From Los Angeles, it's about 380 miles to San Francisco. From LAX, Burbank, Ontario and Orange County, United, Southwest and American offer nonstop flights to San Francisco or Oakland. From Long Beach, only JetBlue flies nonstop, and only to Oakland. Restricted round-trip fares begin at $170.

WHERE TO STAY:

Some hotels have special rates for the promotion; see the Dine About Town website (below), or www.sfvisitor.org.

Donatello hotel, 501 Post St.; (415) 441-7100, thedonatellosf.com. Comfortable, colorful, modern rooms with king-size beds near Union Square and the theater district. Doubles from $149.

WHERE TO EAT:

Not all of the restaurants we chose are participating this year. Here are the ones that are:

Bix, 56 Gold St.; (415) 433-6300, www.bixrestaurant.com. Lunch and dinner.
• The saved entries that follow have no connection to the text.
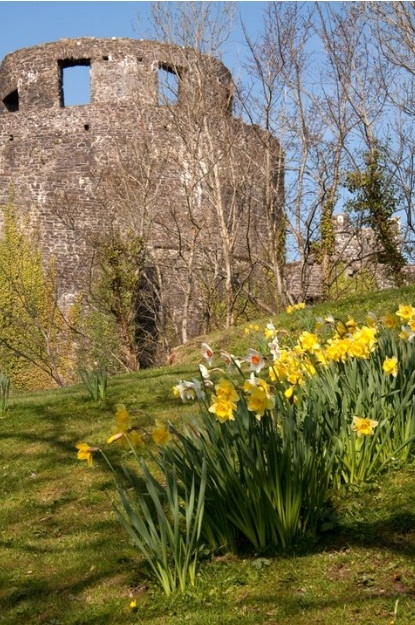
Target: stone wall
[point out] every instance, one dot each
(68, 166)
(354, 255)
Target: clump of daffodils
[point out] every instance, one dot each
(287, 367)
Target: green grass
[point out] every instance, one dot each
(65, 560)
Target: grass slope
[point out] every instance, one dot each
(66, 561)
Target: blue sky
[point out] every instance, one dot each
(26, 24)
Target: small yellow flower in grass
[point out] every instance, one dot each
(225, 390)
(207, 353)
(390, 366)
(309, 342)
(259, 401)
(289, 394)
(351, 325)
(405, 312)
(255, 360)
(406, 334)
(85, 452)
(364, 427)
(390, 321)
(270, 331)
(161, 435)
(223, 409)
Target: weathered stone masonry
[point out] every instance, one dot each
(50, 151)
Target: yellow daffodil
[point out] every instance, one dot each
(223, 409)
(161, 435)
(255, 360)
(309, 342)
(85, 452)
(364, 427)
(259, 401)
(225, 390)
(406, 334)
(390, 366)
(207, 353)
(270, 331)
(405, 312)
(390, 321)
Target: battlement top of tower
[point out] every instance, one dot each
(119, 68)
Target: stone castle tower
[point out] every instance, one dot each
(178, 169)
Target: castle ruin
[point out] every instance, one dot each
(178, 170)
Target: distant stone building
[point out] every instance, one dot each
(133, 157)
(354, 265)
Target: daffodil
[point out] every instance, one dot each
(270, 331)
(274, 348)
(207, 353)
(161, 435)
(390, 321)
(185, 390)
(223, 409)
(85, 452)
(406, 334)
(255, 360)
(225, 390)
(405, 312)
(230, 360)
(259, 401)
(390, 366)
(364, 427)
(309, 342)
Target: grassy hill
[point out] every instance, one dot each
(65, 560)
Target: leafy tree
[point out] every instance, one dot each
(374, 203)
(34, 338)
(116, 320)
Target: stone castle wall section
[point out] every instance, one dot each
(57, 159)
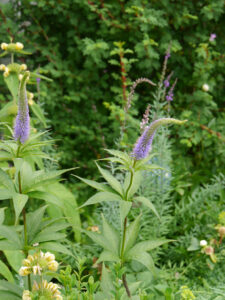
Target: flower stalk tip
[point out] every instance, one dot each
(144, 143)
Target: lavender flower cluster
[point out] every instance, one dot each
(22, 123)
(144, 143)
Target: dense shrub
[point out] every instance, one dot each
(78, 43)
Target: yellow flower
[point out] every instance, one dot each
(23, 67)
(19, 46)
(6, 73)
(53, 266)
(26, 295)
(2, 67)
(4, 46)
(49, 256)
(24, 271)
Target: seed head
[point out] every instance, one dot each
(4, 46)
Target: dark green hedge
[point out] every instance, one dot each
(75, 42)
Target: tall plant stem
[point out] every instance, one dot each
(125, 230)
(24, 220)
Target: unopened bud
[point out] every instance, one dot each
(2, 67)
(221, 230)
(4, 46)
(6, 73)
(19, 46)
(205, 87)
(203, 243)
(23, 67)
(209, 250)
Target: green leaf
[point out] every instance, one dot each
(9, 245)
(147, 203)
(132, 233)
(34, 222)
(98, 239)
(4, 271)
(2, 214)
(125, 207)
(10, 234)
(113, 182)
(69, 206)
(107, 256)
(106, 283)
(142, 257)
(19, 201)
(6, 181)
(148, 245)
(5, 194)
(12, 82)
(36, 109)
(14, 258)
(137, 177)
(96, 185)
(102, 197)
(9, 296)
(51, 246)
(46, 197)
(12, 288)
(112, 236)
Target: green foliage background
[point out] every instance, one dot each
(74, 41)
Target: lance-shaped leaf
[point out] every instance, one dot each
(131, 234)
(102, 197)
(113, 182)
(143, 257)
(19, 201)
(10, 234)
(147, 246)
(137, 177)
(96, 185)
(4, 271)
(147, 203)
(6, 181)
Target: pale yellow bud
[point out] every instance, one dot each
(205, 87)
(2, 67)
(19, 46)
(23, 67)
(6, 73)
(24, 271)
(37, 270)
(26, 262)
(49, 256)
(221, 230)
(4, 46)
(26, 295)
(53, 266)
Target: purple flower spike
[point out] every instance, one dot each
(22, 123)
(144, 143)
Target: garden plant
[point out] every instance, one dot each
(126, 100)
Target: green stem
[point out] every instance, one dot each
(24, 219)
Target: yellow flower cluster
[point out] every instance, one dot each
(17, 46)
(38, 263)
(49, 290)
(186, 293)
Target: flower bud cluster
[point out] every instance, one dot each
(48, 290)
(38, 263)
(208, 250)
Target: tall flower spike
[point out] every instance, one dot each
(144, 143)
(22, 123)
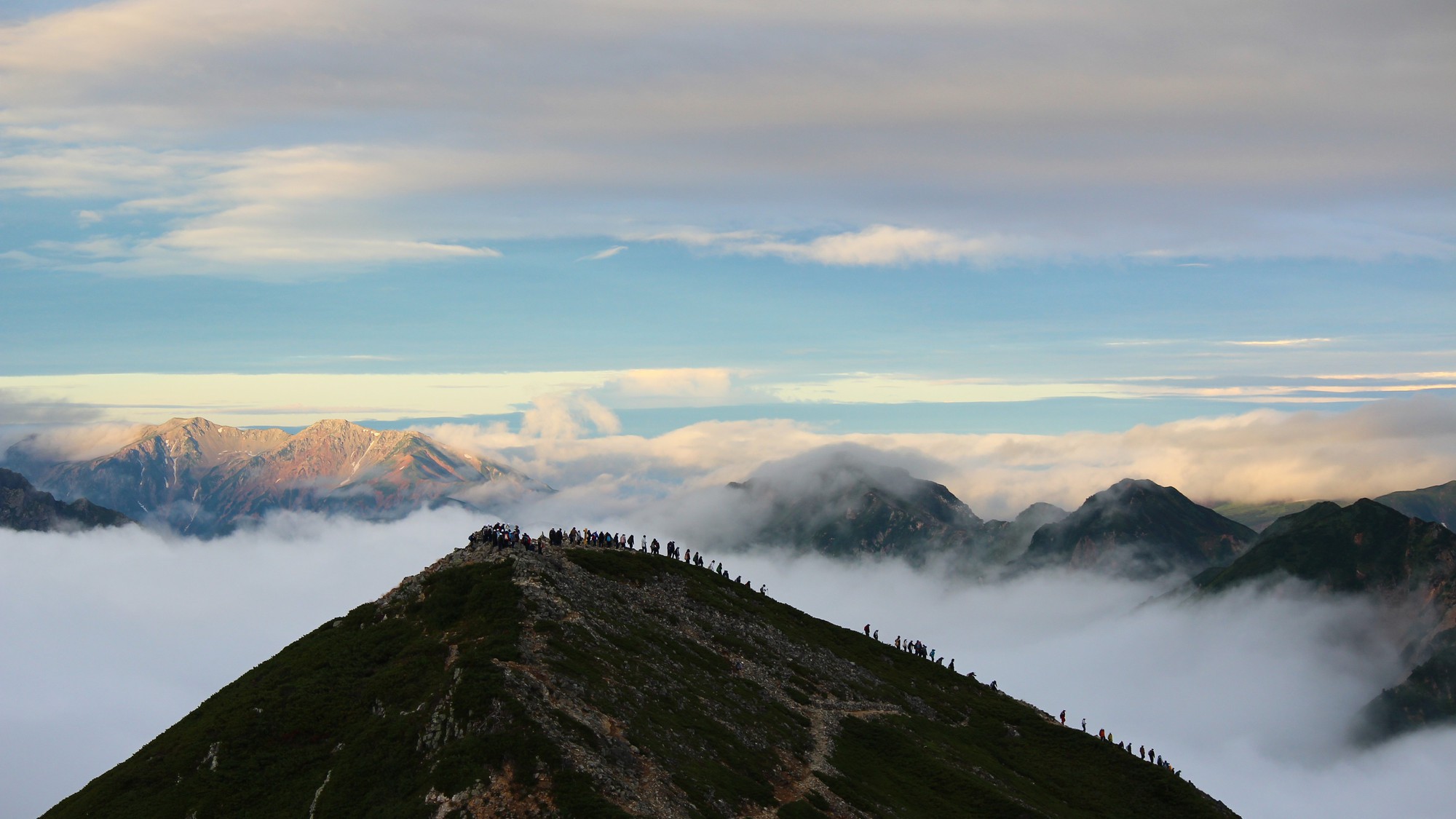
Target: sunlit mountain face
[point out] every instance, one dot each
(203, 478)
(1004, 324)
Campton Place, 340 Stockton St.; (866) 332-1670, www.camptonplace.com. Lunch only.

Fringale, 570 4th St.; (415) 543-0573, www.fringalerestaurant.com. Lunch and dinner.

Farallon, 450 Post St.; (415) 956-6969; www.farallonrestaurant.com. Lunch only.

TO LEARN MORE:

Dine About Town, which includes about 100 restaurants this year, runs through Jan. 31. Three-course lunches are $21.95; dinners, $31.95. It's a cross-promotion with Visa, but we didn't always have to use the credit card. For the 2006 list of participating restaurants, see the Dine About Town website, www.sfdineabouttown.com.

Reservations are highly recommended. We made ours online at www.opentable.com.